A Rigorous Analysis Of The Internal Hash Table In Redis: Hash Type With Ziplist And Dict

2024-07-13 · Leonardo Benicio

Summary

A comprehensive technical exploration of a rigorous analysis of the internal hash table in redis: hash type with ziplist and dict, covering key concepts, practical implementations, and real-world applications.

Contents

Redis Hashes Unraveled: The War Between ZipList and Dict

Introduction: The Silent Gates of Memory

There is a moment every backend engineer knows. It comes not during development, but in the dead of night, or worse, during peak traffic. You look at your Redis monitoring dashboard. Latency has spiked. The p99 is red. Memory is climbing. You check your keyspace: millions of objects, many of them hashes representing user profiles, session states, or product metadata.

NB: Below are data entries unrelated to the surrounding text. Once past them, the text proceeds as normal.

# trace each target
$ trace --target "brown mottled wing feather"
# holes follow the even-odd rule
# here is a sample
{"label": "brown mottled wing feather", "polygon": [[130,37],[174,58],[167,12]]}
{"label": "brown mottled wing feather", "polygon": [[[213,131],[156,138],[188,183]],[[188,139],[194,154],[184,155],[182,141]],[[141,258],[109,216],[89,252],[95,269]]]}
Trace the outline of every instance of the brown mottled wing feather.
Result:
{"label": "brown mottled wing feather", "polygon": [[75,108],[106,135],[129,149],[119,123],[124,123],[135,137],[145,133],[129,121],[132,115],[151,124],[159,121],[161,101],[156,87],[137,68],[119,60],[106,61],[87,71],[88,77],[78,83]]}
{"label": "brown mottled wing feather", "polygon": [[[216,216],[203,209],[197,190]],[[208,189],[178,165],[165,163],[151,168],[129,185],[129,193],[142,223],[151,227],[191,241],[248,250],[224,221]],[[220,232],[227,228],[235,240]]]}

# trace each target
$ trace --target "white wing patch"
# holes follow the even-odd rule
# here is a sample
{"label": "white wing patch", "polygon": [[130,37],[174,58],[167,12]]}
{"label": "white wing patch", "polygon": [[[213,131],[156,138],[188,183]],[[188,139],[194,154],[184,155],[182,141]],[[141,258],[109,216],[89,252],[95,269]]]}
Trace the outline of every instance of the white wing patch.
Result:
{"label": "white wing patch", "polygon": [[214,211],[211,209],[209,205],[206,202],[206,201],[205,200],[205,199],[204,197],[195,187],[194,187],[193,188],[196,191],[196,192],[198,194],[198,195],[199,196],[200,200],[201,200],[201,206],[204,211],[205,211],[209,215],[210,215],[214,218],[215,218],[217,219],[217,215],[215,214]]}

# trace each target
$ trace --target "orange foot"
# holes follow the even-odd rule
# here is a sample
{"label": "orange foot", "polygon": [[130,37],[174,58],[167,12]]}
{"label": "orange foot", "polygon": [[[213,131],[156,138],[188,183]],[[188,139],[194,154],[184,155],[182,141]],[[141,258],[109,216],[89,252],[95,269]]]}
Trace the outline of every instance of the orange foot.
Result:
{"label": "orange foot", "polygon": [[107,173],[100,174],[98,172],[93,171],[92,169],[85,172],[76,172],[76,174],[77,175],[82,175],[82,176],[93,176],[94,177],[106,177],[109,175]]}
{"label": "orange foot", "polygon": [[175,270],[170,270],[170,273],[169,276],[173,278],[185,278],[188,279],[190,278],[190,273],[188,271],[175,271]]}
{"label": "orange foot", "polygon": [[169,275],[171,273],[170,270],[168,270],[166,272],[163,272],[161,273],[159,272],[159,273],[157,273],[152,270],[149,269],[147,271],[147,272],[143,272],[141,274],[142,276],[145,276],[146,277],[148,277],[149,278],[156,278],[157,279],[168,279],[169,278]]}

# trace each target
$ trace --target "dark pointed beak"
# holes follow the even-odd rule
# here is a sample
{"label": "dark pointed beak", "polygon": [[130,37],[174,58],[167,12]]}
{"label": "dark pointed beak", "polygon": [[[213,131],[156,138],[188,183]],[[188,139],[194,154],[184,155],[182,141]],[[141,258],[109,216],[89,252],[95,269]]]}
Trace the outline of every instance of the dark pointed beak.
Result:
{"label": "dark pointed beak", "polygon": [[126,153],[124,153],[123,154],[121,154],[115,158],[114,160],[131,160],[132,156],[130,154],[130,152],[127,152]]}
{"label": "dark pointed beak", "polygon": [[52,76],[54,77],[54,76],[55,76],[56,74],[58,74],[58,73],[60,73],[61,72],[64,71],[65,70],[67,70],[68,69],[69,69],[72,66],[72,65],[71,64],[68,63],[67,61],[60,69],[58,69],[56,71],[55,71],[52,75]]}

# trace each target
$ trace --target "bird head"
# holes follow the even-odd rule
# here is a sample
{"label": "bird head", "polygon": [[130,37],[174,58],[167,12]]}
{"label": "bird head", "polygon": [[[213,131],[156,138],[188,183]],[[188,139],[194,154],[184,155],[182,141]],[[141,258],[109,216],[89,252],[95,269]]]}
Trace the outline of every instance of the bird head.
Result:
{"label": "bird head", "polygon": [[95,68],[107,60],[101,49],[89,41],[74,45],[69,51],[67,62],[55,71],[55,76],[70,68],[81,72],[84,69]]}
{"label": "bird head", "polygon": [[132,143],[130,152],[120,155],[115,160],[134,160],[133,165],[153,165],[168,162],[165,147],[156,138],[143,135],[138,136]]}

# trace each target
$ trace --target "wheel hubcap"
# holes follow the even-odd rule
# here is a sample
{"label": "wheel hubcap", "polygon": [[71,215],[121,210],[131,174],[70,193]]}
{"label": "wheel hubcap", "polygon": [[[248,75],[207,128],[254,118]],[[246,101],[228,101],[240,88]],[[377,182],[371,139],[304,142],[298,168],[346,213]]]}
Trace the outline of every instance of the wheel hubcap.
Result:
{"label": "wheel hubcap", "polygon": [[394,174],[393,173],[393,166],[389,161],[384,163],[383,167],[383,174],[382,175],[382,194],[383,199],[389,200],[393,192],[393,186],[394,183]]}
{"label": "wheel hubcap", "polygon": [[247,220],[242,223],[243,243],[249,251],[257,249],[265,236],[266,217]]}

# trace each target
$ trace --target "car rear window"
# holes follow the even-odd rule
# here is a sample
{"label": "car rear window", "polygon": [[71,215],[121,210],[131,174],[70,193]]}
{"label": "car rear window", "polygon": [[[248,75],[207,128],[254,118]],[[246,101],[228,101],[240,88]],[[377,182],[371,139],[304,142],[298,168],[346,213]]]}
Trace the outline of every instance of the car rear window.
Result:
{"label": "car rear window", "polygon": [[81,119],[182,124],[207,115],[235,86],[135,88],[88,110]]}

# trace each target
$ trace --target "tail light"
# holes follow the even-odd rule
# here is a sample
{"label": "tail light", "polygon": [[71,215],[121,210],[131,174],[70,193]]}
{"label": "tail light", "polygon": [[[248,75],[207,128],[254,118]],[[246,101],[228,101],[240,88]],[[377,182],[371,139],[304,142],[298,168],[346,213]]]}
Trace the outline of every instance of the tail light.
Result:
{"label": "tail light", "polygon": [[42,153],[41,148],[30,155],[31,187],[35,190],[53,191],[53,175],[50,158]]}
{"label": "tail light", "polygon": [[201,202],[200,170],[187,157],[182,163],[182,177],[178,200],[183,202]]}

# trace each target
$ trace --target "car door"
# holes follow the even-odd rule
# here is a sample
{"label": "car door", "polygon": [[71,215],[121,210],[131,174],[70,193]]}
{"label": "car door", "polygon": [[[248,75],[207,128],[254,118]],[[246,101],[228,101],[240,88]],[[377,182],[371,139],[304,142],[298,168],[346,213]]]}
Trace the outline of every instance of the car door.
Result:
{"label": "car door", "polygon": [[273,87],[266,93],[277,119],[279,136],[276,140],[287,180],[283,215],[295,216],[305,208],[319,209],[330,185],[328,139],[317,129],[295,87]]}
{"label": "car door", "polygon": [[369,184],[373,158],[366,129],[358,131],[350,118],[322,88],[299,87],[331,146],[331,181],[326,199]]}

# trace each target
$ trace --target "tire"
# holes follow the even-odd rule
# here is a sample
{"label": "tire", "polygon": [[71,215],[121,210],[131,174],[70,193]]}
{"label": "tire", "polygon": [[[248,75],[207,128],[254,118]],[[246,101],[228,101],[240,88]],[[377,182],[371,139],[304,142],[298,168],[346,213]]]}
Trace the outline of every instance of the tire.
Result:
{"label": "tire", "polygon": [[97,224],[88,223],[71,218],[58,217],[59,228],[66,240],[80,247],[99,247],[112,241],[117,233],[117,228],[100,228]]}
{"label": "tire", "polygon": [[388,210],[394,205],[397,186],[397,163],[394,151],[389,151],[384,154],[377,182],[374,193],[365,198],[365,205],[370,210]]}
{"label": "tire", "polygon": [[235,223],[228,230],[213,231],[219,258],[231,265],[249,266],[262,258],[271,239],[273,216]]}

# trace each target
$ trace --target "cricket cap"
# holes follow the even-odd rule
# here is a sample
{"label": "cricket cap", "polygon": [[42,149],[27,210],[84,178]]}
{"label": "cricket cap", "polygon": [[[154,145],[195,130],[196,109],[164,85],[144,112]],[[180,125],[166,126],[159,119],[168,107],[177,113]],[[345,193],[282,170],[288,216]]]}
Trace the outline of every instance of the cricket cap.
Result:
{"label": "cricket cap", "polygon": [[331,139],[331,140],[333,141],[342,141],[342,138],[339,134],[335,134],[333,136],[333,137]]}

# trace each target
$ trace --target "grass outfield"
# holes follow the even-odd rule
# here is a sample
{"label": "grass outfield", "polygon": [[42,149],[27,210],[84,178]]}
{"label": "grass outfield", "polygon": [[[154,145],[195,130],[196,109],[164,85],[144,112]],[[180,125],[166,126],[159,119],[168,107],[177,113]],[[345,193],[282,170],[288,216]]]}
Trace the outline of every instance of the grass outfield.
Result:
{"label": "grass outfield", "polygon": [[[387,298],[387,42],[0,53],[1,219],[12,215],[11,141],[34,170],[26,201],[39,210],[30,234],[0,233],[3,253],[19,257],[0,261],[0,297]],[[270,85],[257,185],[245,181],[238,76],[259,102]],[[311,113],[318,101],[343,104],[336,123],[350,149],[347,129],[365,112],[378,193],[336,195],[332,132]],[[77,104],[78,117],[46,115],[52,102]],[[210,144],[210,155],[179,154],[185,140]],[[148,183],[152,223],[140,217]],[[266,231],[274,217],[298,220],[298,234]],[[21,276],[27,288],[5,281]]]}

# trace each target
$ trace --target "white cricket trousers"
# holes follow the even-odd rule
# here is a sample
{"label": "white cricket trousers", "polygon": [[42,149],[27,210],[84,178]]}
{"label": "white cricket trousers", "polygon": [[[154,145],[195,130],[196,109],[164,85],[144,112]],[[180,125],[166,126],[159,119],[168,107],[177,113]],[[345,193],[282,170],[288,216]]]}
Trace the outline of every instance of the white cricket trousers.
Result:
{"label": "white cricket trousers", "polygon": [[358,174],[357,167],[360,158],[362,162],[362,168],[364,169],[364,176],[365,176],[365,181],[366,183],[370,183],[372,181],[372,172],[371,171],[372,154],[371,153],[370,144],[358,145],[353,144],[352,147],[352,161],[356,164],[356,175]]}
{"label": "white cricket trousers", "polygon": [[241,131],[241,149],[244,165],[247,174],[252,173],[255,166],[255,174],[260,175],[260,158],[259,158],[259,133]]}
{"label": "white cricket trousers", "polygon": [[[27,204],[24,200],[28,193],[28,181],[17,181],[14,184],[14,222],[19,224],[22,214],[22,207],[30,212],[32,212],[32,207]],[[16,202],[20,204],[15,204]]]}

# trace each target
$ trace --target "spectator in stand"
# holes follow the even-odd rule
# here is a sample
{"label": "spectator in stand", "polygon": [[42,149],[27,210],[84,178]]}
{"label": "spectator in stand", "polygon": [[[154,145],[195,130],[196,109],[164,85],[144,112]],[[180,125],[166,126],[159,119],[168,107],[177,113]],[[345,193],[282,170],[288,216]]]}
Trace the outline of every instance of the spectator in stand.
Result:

The command HGETALL feels like it’s taking an eternity. You ask yourself: What is actually happening inside this black box?

We tend to think of Redis as a simple, deterministic tool. You set a key, you get a value. For a hash type, you HSET some fields, HGET them back. It’s fast—we know that. But the story of how Redis stores your data, and the specific, meticulous trade-offs it makes, is a masterclass in systems engineering. Redis is not just a cache; it is a memory manager that constantly performs a high-wire act between CPU cycles and RAM consumption.

Nowhere is this act more delicate, more consequential, and more misunderstood than in the internal implementation of the Hash data type. Specifically, the dual-nature encoding of Redis Hashes: the ZipList and the Dict.

At first glance, these seem like two entirely different philosophies. The ZipList is a memory-optimized, tightly packed byte array. It’s an old-school, almost assembly-like data structure designed for tiny objects. The Dict (dictionary) is a classic hash table—your standard go-to for fast key-value lookups, but with a significant memory overhead per entry. Redis, in its quest for efficiency, doesn’t just ask you to pick one. It does something far more interesting: it starts with the ZipList and, based on a strict threshold of size and field count, converts to a Dict.

This migration is the focal point of our analysis. We will dissect the structure of both encodings, explain the conversion mechanism, and evaluate the memory/performance trade-offs. By the end, you will not only understand why your HGETALL spiked but also how to tune your Redis configuration to avoid similar surprises.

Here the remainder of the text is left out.